Non-hessian method for normal coordinates calculation

Abstract

Normal mode analysis (NMA) plays an essential role in chemistry for a very long time. It is both a key to understanding molecular motions, especially vibration motions, and to identifying characteristic peaks in infrared and Raman spectra. The traditional NMA requires the construction of a Hessian matrix and using harmonic approximation, which is almost impossible when large molecules and quantum mechanics are involved. Usually, NMA serves a complete set of normal coordinates that describes all possible motion modes of a molecule. This work presents a novel methodology to calculate normal coordinates that use only molecular geometries as input by considering a molecule as a ball-and-stick model and using the conservative expansion of angular momentum within the rigid body framework.
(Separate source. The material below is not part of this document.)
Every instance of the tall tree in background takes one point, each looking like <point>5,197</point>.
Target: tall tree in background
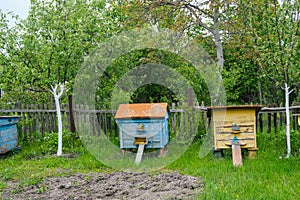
<point>45,51</point>
<point>277,47</point>
<point>48,47</point>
This method is named Expanded Moment of Inertia Tensor (EMIT) after the way it was created. The considerable advantages of the EMIT methodology are as follows: It can extract a complete set of normal coordinates from molecular geometry at any point in potential energy surface, and it provides normal modes that resemble those obtained from the theoretical calculation. The EMIT reliability was confirmed by calculations of power spectra of NO− 2 and NO− 3 anions in aqueous solutions. This is not only proposing an alternative method to calculate normal coordinates but also showing the way to consider physical worlds differently.